Importantly, SCI trauma patients may present with an amalgamation of motor and sensory neurological deficits, which may be unilateral or bilateral, affecting upper and/or lower body regions. Conscious patients may describe various perceptions such as numbness, burning pain or absence of feeling or movement. The emerging and frequently ascending nature of spinal injury signs and symptoms indicate a need for exacting and ongoing assessment, as well as monitoring and management of the SCI trauma patient. Two important outcomes of a SCI are neurogenic shock and spinal shock.

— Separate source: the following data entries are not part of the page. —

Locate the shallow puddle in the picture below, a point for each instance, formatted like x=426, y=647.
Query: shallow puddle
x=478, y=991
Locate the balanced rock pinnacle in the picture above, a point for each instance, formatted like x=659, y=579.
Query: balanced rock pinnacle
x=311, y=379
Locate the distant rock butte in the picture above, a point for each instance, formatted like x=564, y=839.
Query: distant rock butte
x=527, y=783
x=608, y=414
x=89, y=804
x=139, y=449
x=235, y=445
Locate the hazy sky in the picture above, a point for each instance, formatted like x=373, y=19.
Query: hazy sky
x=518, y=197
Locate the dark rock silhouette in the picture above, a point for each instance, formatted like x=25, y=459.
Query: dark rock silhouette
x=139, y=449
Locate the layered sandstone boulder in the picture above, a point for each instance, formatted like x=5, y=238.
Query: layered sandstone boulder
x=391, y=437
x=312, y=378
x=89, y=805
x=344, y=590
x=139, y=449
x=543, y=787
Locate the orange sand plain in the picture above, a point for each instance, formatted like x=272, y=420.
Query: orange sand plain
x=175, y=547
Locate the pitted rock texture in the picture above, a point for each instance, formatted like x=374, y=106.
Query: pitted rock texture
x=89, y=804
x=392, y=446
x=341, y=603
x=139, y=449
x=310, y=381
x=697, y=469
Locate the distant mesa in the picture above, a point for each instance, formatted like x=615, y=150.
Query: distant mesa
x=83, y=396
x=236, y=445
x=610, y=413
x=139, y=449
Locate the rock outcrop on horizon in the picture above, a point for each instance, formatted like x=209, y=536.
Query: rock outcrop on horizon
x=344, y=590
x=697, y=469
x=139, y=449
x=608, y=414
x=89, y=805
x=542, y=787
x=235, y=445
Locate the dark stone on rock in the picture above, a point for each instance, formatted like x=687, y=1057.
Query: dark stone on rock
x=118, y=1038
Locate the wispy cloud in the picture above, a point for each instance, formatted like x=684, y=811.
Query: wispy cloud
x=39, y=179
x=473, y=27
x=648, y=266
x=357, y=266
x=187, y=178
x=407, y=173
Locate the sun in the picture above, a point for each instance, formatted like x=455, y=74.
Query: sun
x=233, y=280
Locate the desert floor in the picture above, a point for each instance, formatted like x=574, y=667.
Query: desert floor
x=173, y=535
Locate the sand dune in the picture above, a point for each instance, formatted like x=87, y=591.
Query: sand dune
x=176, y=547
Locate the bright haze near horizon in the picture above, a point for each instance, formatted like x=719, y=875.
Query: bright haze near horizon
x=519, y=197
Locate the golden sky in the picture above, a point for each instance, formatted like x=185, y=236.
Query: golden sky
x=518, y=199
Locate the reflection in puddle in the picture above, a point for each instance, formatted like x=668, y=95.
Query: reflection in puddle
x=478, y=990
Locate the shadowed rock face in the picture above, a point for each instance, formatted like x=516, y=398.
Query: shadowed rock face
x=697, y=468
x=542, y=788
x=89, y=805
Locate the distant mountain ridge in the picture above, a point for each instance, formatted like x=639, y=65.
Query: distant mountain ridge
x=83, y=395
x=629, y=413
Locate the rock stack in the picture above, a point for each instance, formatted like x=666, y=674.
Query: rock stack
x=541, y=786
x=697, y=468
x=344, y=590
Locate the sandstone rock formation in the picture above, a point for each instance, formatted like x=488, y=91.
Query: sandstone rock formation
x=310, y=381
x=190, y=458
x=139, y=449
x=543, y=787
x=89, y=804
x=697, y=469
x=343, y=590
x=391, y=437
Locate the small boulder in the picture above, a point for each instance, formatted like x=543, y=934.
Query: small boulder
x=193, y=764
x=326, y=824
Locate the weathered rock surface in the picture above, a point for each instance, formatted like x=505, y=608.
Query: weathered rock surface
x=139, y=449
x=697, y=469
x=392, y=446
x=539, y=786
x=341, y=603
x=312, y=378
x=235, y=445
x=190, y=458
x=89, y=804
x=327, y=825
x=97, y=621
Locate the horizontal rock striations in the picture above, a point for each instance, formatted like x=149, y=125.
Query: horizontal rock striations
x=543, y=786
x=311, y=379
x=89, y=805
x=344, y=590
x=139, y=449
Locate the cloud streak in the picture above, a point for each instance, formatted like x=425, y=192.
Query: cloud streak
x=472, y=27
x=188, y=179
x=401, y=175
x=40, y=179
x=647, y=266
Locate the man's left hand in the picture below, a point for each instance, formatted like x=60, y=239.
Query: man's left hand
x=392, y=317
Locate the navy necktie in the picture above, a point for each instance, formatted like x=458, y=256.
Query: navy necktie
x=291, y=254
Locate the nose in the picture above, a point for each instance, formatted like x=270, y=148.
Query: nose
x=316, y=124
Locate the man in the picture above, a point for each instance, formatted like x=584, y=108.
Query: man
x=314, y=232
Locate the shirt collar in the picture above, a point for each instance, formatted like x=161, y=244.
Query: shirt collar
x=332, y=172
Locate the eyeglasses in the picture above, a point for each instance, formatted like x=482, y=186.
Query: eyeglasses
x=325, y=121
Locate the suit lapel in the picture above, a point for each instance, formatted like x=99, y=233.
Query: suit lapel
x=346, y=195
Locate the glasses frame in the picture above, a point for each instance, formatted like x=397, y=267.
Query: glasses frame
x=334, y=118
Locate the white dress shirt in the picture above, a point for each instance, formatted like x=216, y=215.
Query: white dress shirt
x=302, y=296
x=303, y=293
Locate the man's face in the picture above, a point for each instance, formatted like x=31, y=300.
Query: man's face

Neurogenic shock is seen in SCI affecting the sixth thoracic vertebrae or above, typically occurring within 30 minutes of cord damage and lasting six to eight weeks following injury. It is a result of the loss of vasomotor and sympathetic nervous system tone or function. Its critical features are hypotension, bradycardia and poikilothermia.

Spinal shock is a combination of loss of and decreased reflexes and autonomic dysfunction that accompanies SCI. Skeletal and smooth muscles are therefore flaccid from hours to weeks.8

All patients with spinal trauma must receive a rapid and systematic primary and secondary survey. The main goals are to ensure understanding of injury mechanisms and pattern optimum management in the emergency setting, including prevention of secondary insults, and activation of the retrieval network, with timely transfer to an appropriate trauma facility.